His hand slips through Megumi’s hair, and the silver of it highlights the black void of Shadow’s fur. 

Megumi closes his eyes, letting out a shallow breath. He drops Shadow and he finds his own way under his chin, curling like a C under it. Yuuji smiles tenderly at both of them. At his boys. 

“Well, he can go gray in a few years, can’t he?” Megumi mutters, kissing Shadow’s little head, “we’ll be twins.” 

Yuuji clings to Shadow’s body, long, loud sobs shattering through his whole body, his tears wetting his fur and drying there. 

Against his little ears, almost drowned by his violent crying: 

“I’m sorry, I’m sorry.” And then, “I’m sorry, my boy. I love you. I love you. I’m so sorry.” 

 

The dark bowl rests against the window, basking in the sunlight. It looks almost ugly, fixed with a messy try of kintsugi that it’s so clearly been done by a clumsy hand; but the sun hits it just right, so it doesn’t ruin his beauty. 

The flower that rests at the bottom of it is also a sight to behold, but how could anyone truly know? Only one has seen it, and he’s awfully protective of it. 

There’s the cat’s bowl, close to his bed, because he can’t deal with sleeping soundlessly and alone. He doesn’t even mind when it wakes him up; it’s also a way of opening his eyes and staring into green eyes. He’s taking everything he can out of it. 

It’s a small, lonely apartment. Not one of his neighbors truly knows him; no one knows his name, except his surname. It’s not a way of living, but he can see the sun going down every day and he can pray when he wants to, so it’s fine for him.  

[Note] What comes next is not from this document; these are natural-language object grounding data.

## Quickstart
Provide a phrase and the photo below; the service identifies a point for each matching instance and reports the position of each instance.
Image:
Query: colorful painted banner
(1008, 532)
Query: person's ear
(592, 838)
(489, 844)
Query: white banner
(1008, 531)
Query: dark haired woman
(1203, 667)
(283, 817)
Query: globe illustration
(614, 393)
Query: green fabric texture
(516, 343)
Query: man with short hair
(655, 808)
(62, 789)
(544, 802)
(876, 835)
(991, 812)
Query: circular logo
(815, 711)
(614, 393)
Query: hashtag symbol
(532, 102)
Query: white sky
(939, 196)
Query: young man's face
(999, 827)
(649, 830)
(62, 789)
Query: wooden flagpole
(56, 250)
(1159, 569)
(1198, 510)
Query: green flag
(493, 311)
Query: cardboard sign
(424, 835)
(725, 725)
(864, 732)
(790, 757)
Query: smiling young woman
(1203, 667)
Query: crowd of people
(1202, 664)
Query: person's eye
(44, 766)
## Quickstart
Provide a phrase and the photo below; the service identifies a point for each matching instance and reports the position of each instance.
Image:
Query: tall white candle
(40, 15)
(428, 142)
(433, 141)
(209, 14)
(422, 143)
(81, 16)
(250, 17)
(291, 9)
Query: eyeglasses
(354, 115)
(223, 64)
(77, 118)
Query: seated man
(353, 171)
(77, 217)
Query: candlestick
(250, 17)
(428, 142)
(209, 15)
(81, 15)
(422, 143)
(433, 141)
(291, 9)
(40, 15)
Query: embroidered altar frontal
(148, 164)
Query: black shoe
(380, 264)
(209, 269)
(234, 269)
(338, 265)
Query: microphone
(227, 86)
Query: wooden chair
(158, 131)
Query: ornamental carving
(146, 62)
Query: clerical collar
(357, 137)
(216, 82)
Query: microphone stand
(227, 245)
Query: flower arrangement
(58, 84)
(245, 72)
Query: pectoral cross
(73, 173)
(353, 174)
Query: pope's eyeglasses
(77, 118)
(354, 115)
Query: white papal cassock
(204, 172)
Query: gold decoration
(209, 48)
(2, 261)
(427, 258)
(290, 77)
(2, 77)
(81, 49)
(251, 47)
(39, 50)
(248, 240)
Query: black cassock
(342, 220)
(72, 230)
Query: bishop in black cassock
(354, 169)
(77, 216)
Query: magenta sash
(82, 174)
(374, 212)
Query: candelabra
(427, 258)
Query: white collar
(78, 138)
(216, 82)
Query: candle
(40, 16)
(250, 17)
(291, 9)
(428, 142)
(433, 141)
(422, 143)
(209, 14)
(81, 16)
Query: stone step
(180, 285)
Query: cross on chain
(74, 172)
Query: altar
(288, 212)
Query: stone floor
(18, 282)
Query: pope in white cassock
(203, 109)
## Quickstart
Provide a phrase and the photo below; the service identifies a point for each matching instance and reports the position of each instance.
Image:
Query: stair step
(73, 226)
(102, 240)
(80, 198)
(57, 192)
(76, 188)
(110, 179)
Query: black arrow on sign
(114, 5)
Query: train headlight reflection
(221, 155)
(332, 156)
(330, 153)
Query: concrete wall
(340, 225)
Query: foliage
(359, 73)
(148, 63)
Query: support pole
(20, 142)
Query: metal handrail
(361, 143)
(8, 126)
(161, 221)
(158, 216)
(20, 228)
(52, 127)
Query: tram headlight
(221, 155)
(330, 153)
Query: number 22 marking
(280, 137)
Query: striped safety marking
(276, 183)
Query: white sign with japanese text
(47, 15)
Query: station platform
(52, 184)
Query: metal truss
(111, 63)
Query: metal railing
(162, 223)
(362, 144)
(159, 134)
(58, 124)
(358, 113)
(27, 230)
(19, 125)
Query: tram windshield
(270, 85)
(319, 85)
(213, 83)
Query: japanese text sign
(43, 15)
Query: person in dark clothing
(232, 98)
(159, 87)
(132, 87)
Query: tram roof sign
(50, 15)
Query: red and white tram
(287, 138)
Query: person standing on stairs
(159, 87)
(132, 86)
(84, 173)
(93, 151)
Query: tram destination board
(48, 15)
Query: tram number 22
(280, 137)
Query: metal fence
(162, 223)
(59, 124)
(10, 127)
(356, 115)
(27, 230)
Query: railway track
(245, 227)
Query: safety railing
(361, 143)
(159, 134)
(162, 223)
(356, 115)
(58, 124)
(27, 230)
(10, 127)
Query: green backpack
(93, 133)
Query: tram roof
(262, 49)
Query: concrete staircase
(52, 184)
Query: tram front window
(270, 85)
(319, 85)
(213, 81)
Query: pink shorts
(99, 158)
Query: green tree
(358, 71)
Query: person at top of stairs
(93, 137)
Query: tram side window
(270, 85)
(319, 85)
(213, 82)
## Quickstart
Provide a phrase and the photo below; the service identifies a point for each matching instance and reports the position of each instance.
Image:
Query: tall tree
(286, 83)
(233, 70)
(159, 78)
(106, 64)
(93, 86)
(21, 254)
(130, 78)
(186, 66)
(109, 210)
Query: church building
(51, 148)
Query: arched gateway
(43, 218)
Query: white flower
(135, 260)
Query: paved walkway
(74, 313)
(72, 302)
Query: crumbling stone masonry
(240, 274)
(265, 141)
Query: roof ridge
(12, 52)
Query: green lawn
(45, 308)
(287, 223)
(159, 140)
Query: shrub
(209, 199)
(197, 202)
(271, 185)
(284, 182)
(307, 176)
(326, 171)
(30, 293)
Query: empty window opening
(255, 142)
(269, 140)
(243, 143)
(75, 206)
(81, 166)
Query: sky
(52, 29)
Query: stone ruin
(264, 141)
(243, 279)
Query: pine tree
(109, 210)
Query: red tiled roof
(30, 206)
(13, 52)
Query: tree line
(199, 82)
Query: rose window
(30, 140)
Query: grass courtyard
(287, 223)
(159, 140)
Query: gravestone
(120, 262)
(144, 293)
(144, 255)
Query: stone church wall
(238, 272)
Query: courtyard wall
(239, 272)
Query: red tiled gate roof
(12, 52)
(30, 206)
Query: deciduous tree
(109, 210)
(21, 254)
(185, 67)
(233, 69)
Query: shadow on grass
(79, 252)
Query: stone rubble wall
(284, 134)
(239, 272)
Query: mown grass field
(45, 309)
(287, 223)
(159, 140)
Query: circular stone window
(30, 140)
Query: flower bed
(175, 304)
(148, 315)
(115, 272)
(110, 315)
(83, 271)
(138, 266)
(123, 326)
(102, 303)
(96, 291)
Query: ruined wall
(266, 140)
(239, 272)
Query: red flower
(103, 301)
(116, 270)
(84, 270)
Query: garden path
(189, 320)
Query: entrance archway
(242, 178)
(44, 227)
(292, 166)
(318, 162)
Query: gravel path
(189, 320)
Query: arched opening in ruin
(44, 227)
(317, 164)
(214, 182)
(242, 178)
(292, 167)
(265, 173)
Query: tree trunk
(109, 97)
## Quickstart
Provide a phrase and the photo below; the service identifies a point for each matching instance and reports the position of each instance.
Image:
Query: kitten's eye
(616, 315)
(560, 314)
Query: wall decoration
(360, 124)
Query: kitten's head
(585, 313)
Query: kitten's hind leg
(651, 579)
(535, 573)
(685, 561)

It’s far from the city. Way too far. Not one of his friends, acquaintances, or old allies knows where it is. No one knows where the wind took him after the funeral, and that was years ago. 

The world might end tomorrow. And no one knows where the strongest is. 

And he might tilt his head upwards; gazing into a high hoodie, into the white hair he knows so well, reminding him of an owner long gone; of miracles and cuddles in the middle of the winder, crouching slowly to not trip with his sore, weary limbs of an old soul, trying to peek into his mind and see what he’s thinking.  

It’s a good place to be, he’d tell him. It’s a nice place to be. I like it. Don’t you, Shadow? 

He doesn’t have anything to complain about, really. 

The Fushiguro estate is empty, even years later. He’s not sure if anything lives there, apart from dust and ghosts and animals. 

Every now and then, though, he’ll take him there and make him rest on his stomach as he prays. 

He prays in front of the photo of the beautiful man with the green eyes. He prays at home. He prays at temples. 

Shadow, on his way back home, curls inside of Fushiguro’s hoodie and falls asleep to the sound of his broken heart.